If I'm a Corporation that has taken on significant costs from the wage raise, but my revenue isn't increasing

  • "Well, my costs have gone up. My revenue is the same. I need to fire people or be ok making less money. This sucks."

A very big variable is that the general public, learning their lesson from the recent cluster fuck in 2007, could "invest" their additional pay from the wage raise into themselves - be it lowering debt, adding to savings, or both. The length of time the general public spends doing this could very realistically make establishments either a) significantly cut labor, which reduces the amount of people that are making money, period, or b) go out of business entirely.

My basic mind has this whole thing boiling down to the following: if the public can, in relatively quick order, return the additional pay they receive from this wage raise to corporations, and if corporations are willing to retain most if not all of their work force by either price increases or giving up profit, we should be ok.

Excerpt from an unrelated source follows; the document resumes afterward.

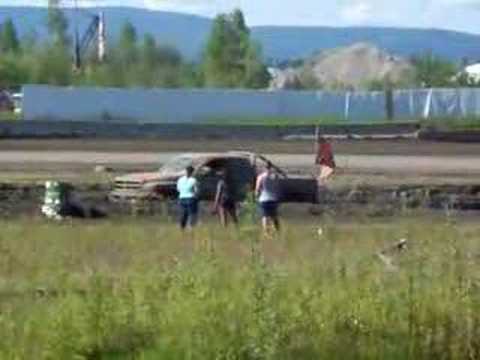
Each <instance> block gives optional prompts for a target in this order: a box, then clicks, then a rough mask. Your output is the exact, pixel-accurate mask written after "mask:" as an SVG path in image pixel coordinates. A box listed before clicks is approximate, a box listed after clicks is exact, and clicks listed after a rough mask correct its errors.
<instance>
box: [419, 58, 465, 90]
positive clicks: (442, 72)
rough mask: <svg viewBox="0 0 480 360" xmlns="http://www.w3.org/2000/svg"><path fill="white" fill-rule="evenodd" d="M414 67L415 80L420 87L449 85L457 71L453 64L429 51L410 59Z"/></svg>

However, if anything shifts from the above, I would make the argument that we will face some very real risks. Again, not nearly smart enough to fully define these, but they could be made up of the following:

  • A higher paid public, but less jobs to go around, so net effect could be negative.
  • A lower stream of revenue to the Government due to the above, which will force it to cut programs like Social Security and others.
  • Less companies around to innovate, which will potentially slow down the growth of technology.

In the end, the goal of raising minimum wage to $15/hr is to give everyone a living wage. It all hinges on the public's perception of what "living wage" means, and how greedy corporations are.

Yeah I think I'm going to have some whiskey now.